A good elevator pitch is not just for an elevator discussion. Use it in every networking situation and business conference introduction.

The elevator pitch should be the first few paragraphs of your business plan, your executive summary, your investor presentation, and the first page of your web site. A different message everywhere is no message.

An elevator pitch should always contain the following key elements:

  • Problem-solution “hook” – Open your pitch by getting the investor’s attention with a hook. This is a statement or question that piques their interest to want to hear more. Good hooks succinctly define a problem or need, and suggest the solution.
  • About 150-225 words – Your pitch should be about 30 seconds (average elevator ride). Don’t think that you can just talk fast to cram 500 words into that time. It won’t work.
  • Obvious passion – Investors expect energy, conviction, and commitment from entrepreneurs. How do you expect them to get excited, if your startup sounds like a dull subject to you?
  • A request – At the end of your pitch, you must ask for something.
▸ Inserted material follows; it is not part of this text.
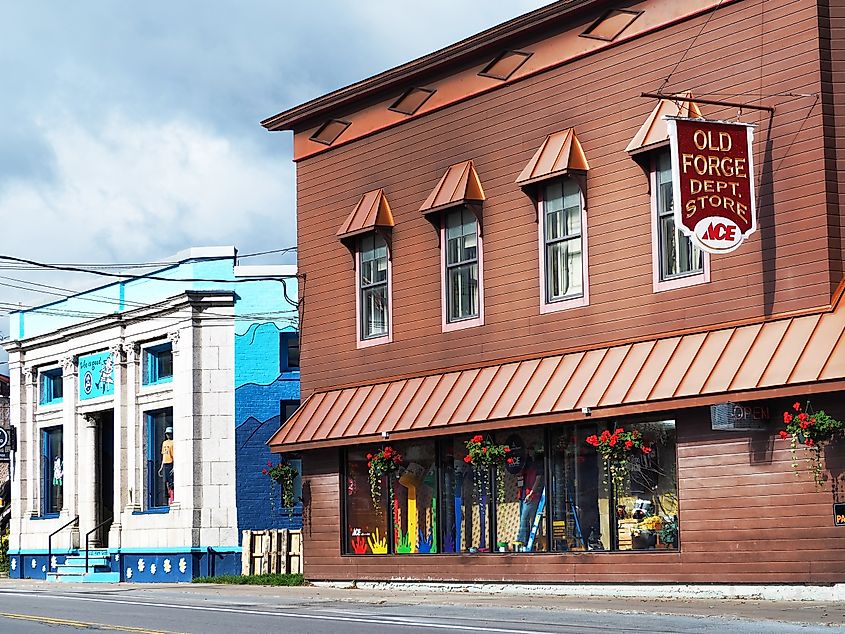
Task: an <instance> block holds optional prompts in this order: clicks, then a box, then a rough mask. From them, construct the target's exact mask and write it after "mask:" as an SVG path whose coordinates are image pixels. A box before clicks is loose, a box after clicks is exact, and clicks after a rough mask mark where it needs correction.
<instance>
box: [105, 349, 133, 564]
mask: <svg viewBox="0 0 845 634" xmlns="http://www.w3.org/2000/svg"><path fill="white" fill-rule="evenodd" d="M123 350H124V346H123V344H122V343H118V344H115V345H113V346H111V347H110V348H109V352H110V353H111V355H112V360H113V361H114V365H113V366H112V367H113V368H114V369H113V377H112V380H113V381H114V397H113V400H112V405H113V407H114V410H113V411H114V422H113V423H112V426H113V427H112V428H113V434H112V435H113V437H114V445H113V447H112V454H113V456H114V457H113V463H112V474H113V475H112V482H114V486H113V489H114V491H113V498H112V509H113V510H114V521H113V522H112V525H111V528H110V529H109V548H119V547H120V545H121V542H120V536H121V529H122V523H121V514H120V512H121V510H122V509H123V505H124V504H125V501H126V499H127V498H128V477H127V475H128V474H127V472H126V456H125V447H126V430H127V426H126V400H125V399H126V361H125V357H124V354H123ZM101 519H107V518H105V517H103V518H101Z"/></svg>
Do you want their business card, to schedule a full presentation, to ask for a referral?

Here are a few thoughts to help you get started:

1. What is your product or service?

Briefly describe what it is you sell. Focus on benefits rather than features.

2. Who is your market?

Briefly discuss who you are selling the product or service to. What industry is it? How large of a market do they represent?

3. What is your revenue model?

More simply, how do you expect to make money?

4. Who is behind the company?

“Bet on the jockey, not the horse” is a familiar saying among investors. Tell them the high points about you and your team’s background and achievements.

5. Who is your competition?

Don’t have any? Think again. Briefly discuss who they are and what they have accomplished. Successful competition is a positive – they are proof your business model and/or concept work.

6. What is your competitive advantage?

You need to effectively communicate how your company is different and why you have an advantage over the competition. This could be a patent, key partners, domain expertise, or a better distribution channel.

Most importantly, avoid the most common mistake of turning this into a sales pitch for your product or service. The investor is “buying” the business, not the product. Tell him why and how you will run a winning business.

Consistency and redundancy are the keys to communicating any message. Another key to effective communication is practice, practice, practice early. Remember, you only have one chance to make a great first impression.